In the first scene of James Cameron’s “The Abyss,” a U.S. nuclear missile submarine plays war games with a Russian submarine in submarine canyons two miles down?and loses.

This means the oil crew of the nearby Bendick Explorer, a deep submersible oil rig (led by Ed Harris), are the only ones close enough to get the nukes before the Russians do. The crew is reinforced with Harris’s scientist ex wife (Elizabeth Mastrantonio), called the “Queen Bitch of the Universe” by the crew members that know her, and a Navy Seal team with a psychotic commander.

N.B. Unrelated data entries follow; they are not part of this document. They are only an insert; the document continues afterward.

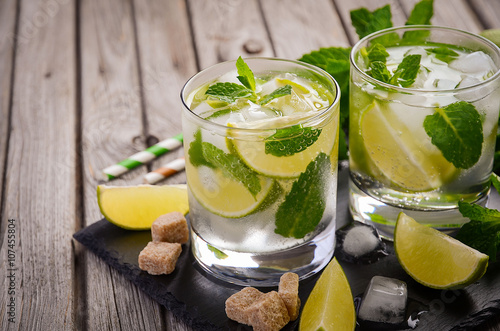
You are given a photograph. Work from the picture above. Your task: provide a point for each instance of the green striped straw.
(143, 157)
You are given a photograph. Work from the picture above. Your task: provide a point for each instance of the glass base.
(383, 217)
(249, 269)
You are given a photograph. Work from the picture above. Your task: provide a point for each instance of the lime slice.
(330, 305)
(434, 259)
(253, 152)
(399, 154)
(227, 197)
(137, 207)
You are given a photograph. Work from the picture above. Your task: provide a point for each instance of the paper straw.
(143, 157)
(164, 171)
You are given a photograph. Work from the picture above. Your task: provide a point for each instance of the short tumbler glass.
(422, 148)
(262, 178)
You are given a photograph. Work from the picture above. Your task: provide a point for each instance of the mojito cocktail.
(424, 106)
(261, 145)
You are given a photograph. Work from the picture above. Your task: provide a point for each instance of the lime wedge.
(330, 305)
(253, 152)
(137, 207)
(228, 197)
(399, 154)
(435, 259)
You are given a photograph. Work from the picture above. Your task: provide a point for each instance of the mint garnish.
(195, 152)
(305, 204)
(229, 92)
(366, 22)
(288, 141)
(279, 92)
(245, 74)
(232, 167)
(444, 54)
(483, 231)
(457, 131)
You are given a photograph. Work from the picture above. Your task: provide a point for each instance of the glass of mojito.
(424, 106)
(261, 148)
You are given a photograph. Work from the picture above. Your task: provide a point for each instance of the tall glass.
(262, 179)
(420, 147)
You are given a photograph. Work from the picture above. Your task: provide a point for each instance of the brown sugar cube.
(159, 257)
(268, 313)
(171, 227)
(289, 291)
(238, 303)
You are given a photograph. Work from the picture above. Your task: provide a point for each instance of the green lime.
(435, 259)
(399, 154)
(330, 305)
(137, 207)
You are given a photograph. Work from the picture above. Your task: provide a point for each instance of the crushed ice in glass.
(359, 243)
(383, 305)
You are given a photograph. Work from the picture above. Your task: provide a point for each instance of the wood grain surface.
(87, 83)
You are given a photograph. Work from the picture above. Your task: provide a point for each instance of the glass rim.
(367, 77)
(307, 66)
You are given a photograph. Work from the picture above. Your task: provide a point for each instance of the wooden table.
(84, 84)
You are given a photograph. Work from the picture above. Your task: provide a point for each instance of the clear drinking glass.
(262, 178)
(423, 147)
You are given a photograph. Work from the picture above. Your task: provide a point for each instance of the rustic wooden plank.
(226, 29)
(297, 27)
(344, 8)
(167, 60)
(453, 13)
(112, 130)
(488, 12)
(7, 43)
(40, 194)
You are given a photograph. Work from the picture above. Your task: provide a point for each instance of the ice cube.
(384, 303)
(477, 62)
(359, 243)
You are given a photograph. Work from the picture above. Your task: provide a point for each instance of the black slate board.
(198, 299)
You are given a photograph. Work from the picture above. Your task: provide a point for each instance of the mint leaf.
(421, 14)
(195, 152)
(232, 167)
(246, 76)
(483, 231)
(377, 52)
(279, 92)
(366, 22)
(305, 204)
(457, 131)
(379, 71)
(407, 71)
(444, 54)
(495, 180)
(288, 141)
(229, 92)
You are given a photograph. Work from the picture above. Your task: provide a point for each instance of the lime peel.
(435, 259)
(137, 207)
(330, 305)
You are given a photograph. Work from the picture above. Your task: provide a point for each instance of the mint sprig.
(483, 231)
(458, 133)
(288, 141)
(195, 152)
(305, 204)
(229, 92)
(245, 74)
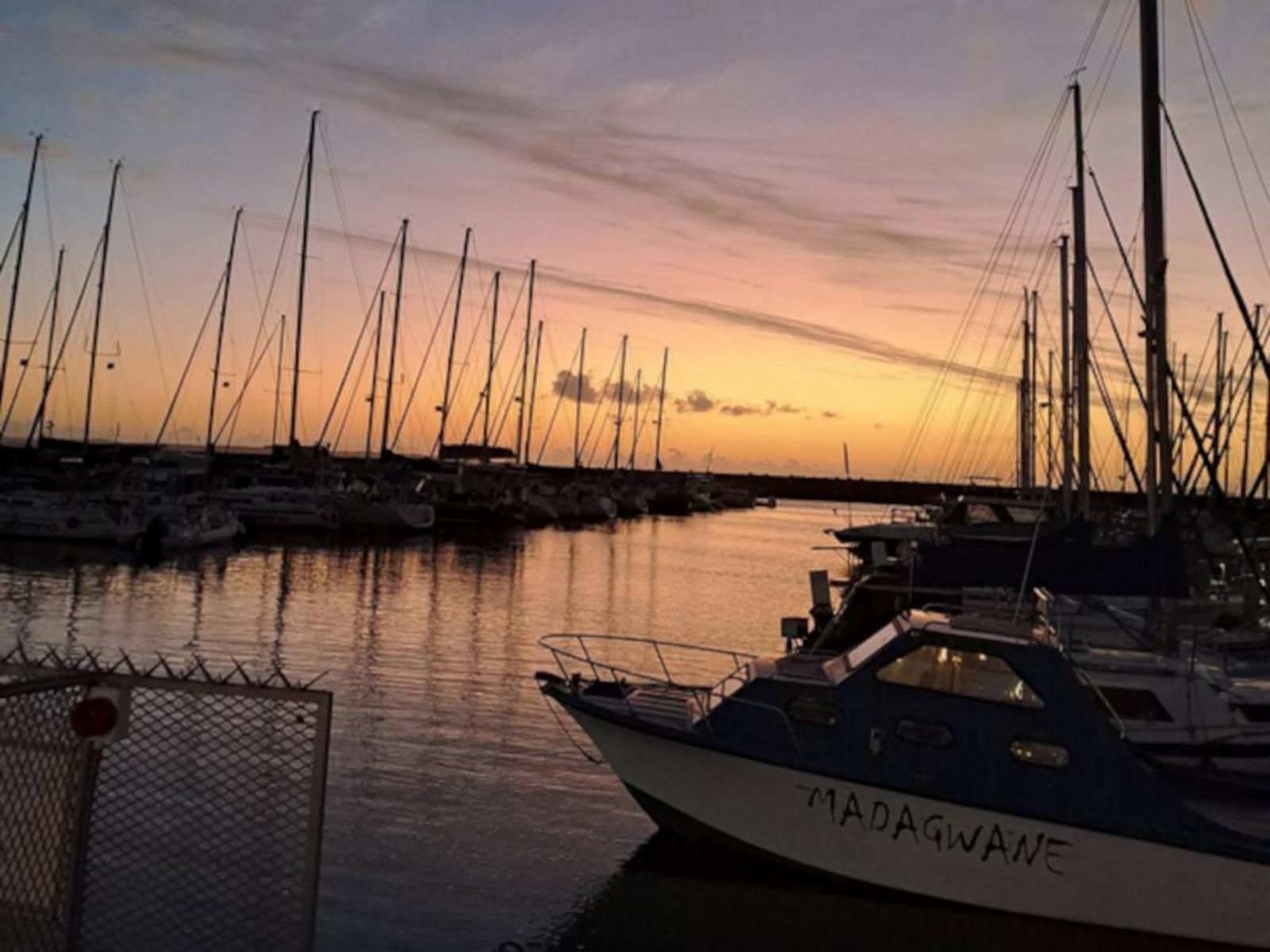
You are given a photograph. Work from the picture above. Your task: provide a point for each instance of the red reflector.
(94, 716)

All is not what it seems in this big science fiction film. What if the Russian submarine is really an alien spaceship? What if the fate of the world really does depend on the aliens’ opinion of the crew’s human decency? After all, the last thing you want to run into two miles under water is a pissed off alien.

This is a great movie with a lot going on. The movie has several versions of which the original release was by far the worst because of botched editing to cut the running time. Download the longest version you can find (the one with “the wave scene”) and schedule a popcorn intermission.

Peter Travers of Rolling Stone 100/100 (one of the bottom 10 worst reviewers, -31; I guess that every now and then, even a blind pig finds a truffle)

Stupendously exciting and emotionally engulfing... With probing intelligence and passionate feeling, Cameron has raised the adventure film very close to the level of art.

Mick LaSalle 75/100 (one of my top 5 reviewers)

Both Mastrantonio and Harris are terrific, never missing a beat, always convincing, even when playing the most extreme emotions.

David Sterritt of The Christian Science Monitor 38/100 (a mediocre publication, -5 total, with 100% mediocre reviewers)

The Abyss isn't abysmal, but it's a replay of hits we've already seen - a recycled "close encounters of the wet kind'' with far too few ideas of its own.

Rita Kempley 40/100 (another no-name reviewer in the Washington Post, a bottom-10 publication with a total score of -42 and all bad reviewers, led by the woeful Ann Hornaday, -24)

How many times can we be awestruck by Day-Glo Gumbies? And why do these creatures always travel with the Mormon Tabernacle Choir? [note the “we are superior” tone of the Post oozing through this lousy review of a very good movie.]